At the same time that she was stretching her ribcage upward, working long days and hours and weeks of tension out of her spine and shoulders, Cordelia was arching her back and stretching too. It put them both well over Xander's head, locking him in close with their legs but with nothing at all to block the sight of each other, eyes meeting eyes as though they were strangers. They were, somehow - or at least, they'd never looked at each other before and slowed down long enough to wonder what they were seeing.
Willow reached out, stretching the tendons in her arm and twisting her wrist to crack the joint comfortably, but instead of pulling back into her own space, she laid her open palm against Cordelia's luxurious hair, and felt the sudden strength of Cordelia's aura engulf her hand - privilege, nobility, pride, but also a taint of uncertainty, even frustration, as though everyone else in the world understood some basic thing about people that Cordelia suspected might be completely outside her grasp.

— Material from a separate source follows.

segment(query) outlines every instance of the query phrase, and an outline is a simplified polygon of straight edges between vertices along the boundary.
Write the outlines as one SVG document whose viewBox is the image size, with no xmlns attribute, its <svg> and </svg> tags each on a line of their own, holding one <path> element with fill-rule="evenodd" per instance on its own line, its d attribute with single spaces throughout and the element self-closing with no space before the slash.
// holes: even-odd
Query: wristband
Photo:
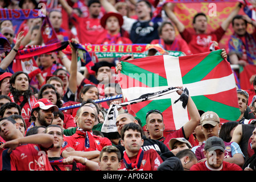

Maybe it was magic, or maybe Willow just knew Cordelia better than she thought she did. Maybe all those years of envy and longing and bitter resentment had forged a bond - a twisted but strong bond that let her see into Cordelia as though they were networked together, sharing everything effortlessly.
Magic or miracle, the cold fusion of mutual jealousy or the sudden spark of genuine trust pulled Willow in, and Cordelia let her eyes fall closed and did not move away as Willow pressed her mouth to Cordelia's, letting connection speak for itself.